Finnian was glad, honestly, that his own family was so small and so normal.
~ ~ ~
Hikaru got up from his lunch table and returned his empty tray, still wearing his headphones when a hand waved in front of his face.
He blinked, and for a second he considered ignoring it; but it didn't look like it belonged to that immature person from the flying grounds yesterday, and he still needed friends here. So, hesitantly, he took off his headphones and turned. "Yes?"
The person who had waved at him was a tiny, tiny girl. Which was not to say she was a child; she looked about Hikaru's age, but where Hikaru was already shorter than many of his new male classmates, she was still an entire head smaller than him. Indeed, Hikaru thought, the only large thing about her was her improbably long chestnut-brown ponytail, which was only a few shades darker than her skin. But despite her small height he knew at once not to underestimate her; there was something about her firm stance, her sharp brown eyes that radiated an aura of authority.
"I saw you sitting lunch alone," she said without bothering with a greeting. "Are you okay? I can find you some friends if you're lonely."
She was pretty straightforward, Hikaru thought, but he wasn't ungrateful. Since childhood he had always had a hard time with social hints and subtleties.
"It's okay," he said, running a finger over his headphones, now hanging around his neck. "I like to eat alone. People can be a bit noisy."
He half expected her to be offended, but she only laughed. "Okay, that's fair," she said. "Is that why you wear the headphones?"
Hikaru nodded, amazed. Not many people figured that out so quickly. "How did you know?"
"I guessed," she replied with a grin, suddenly looking a lot less intimidating. "You're new here, right? I love your accent!"
Hikaru winced a little at that. He was doing his damnedest not to have too much of a foreign accent when speaking English, but so far he had only been about half successful. If he would ever get the hang of not blurring the 'l' and 'r' sounds together was anyone's guess.
Still, that would probably be a bit rude to say, so he offered a half-smile. "Thanks."
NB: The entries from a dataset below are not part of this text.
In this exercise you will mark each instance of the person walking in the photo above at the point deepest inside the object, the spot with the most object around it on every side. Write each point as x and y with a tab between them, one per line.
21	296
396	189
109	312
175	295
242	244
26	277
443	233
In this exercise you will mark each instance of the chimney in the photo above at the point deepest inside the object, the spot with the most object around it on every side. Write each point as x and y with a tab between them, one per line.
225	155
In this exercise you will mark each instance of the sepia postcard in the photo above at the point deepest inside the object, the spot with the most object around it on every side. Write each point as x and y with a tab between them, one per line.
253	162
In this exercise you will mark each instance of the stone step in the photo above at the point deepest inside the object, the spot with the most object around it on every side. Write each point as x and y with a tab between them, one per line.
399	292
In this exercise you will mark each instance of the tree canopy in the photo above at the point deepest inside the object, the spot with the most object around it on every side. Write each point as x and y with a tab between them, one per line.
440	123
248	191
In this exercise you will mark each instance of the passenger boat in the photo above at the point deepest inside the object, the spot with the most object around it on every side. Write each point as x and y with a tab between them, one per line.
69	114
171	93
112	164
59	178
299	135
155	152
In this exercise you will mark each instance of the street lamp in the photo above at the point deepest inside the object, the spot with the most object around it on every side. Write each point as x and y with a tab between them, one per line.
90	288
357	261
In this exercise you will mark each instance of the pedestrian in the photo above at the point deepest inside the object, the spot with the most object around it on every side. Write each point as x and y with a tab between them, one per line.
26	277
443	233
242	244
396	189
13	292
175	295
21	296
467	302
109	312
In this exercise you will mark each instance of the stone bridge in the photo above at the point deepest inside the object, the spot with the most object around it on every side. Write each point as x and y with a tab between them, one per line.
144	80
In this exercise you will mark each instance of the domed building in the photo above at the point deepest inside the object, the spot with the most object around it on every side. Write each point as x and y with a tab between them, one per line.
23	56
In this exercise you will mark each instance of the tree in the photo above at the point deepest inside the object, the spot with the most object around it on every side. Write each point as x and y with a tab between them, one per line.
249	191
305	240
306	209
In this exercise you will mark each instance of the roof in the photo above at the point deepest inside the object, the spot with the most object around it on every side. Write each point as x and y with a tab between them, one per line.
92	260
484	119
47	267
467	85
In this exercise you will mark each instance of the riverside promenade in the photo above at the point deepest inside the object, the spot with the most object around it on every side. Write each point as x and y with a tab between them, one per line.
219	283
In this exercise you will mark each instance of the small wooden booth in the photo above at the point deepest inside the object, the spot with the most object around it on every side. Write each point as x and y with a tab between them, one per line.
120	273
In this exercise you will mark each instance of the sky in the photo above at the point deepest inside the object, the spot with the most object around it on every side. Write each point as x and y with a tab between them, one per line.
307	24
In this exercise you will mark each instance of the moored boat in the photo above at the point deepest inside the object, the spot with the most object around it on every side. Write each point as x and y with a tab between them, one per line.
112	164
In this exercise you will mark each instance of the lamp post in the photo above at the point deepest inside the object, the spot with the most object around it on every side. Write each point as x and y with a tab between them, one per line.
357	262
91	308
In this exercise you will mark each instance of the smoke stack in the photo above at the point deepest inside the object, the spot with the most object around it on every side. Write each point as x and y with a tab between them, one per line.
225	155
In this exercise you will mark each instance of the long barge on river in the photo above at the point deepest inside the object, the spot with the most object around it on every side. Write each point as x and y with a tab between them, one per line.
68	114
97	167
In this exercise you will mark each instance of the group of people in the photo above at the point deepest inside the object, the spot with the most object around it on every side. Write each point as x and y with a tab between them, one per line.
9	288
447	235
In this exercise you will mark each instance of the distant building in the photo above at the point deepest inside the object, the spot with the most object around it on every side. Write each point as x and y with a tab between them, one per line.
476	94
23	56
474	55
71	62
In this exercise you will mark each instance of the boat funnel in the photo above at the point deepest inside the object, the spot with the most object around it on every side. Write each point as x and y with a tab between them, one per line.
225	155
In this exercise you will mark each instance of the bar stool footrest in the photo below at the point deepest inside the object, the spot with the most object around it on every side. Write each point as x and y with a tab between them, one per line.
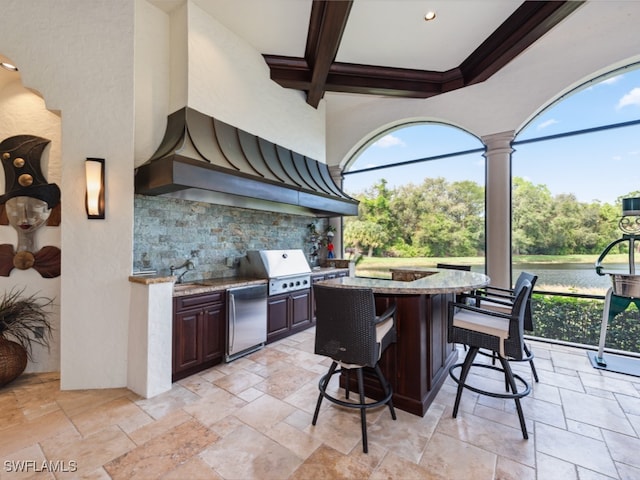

"Your pronunciation is very good though," she continued immediately, and Hikaru wondered if his thoughts had been showing on his face. "Where did you learn to speak English like that? Are you fluent?"
She had fallen into stride next to him as they walked through the hallways, and despite her shorter legs Hikaru had to hurry to keep up. "I learned with magic," he explained. "I'm fluent, but sometimes I don't understand things."
The girl laughed again. "That's okay, you'll learn," she said. "Do you also get that thing where you need a word, but you can only remember it in the wrong language?"
Hikaru gave a nod. "You speak another language too?"
"Portuguese," she answered. "My family is Brazilian, that's why. But I'm not very good at it."
"Oh."
She snorted. "You don't have to reply anything to that," she said. "Anyway, I need to head to my locker. What's your name, by the way?"
Hikaru almost introduced himself last-name-first out of habit, then remembered that wasn't a thing people did here. "Hikaru," he said. "What's yours?"
"Hikaru," she repeated, doing a better job at pronouncing his name than most people he had met abroad so far. "Nice name! I'm Bianca. If you ever need anything, you can come to me anytime!"
"Okay," Hikaru answered, a little overwhelmed by the speed at which she carried this conversation. "Thank you."
"No problem! I'll see you at flying tryouts tomorrow, right?" She was already halfway down the hallway. "See you!"
And just like that, she was gone.
Still a little baffled, Hikaru put his headphones back on and walked to his own locker. He wasn't sure what exactly had happened just now, but if it meant he had a friend now, he figured he'd take it.
As he walked, he could sense someone's gaze on him, but he didn't turn around to face the jealous pair of gray eyes.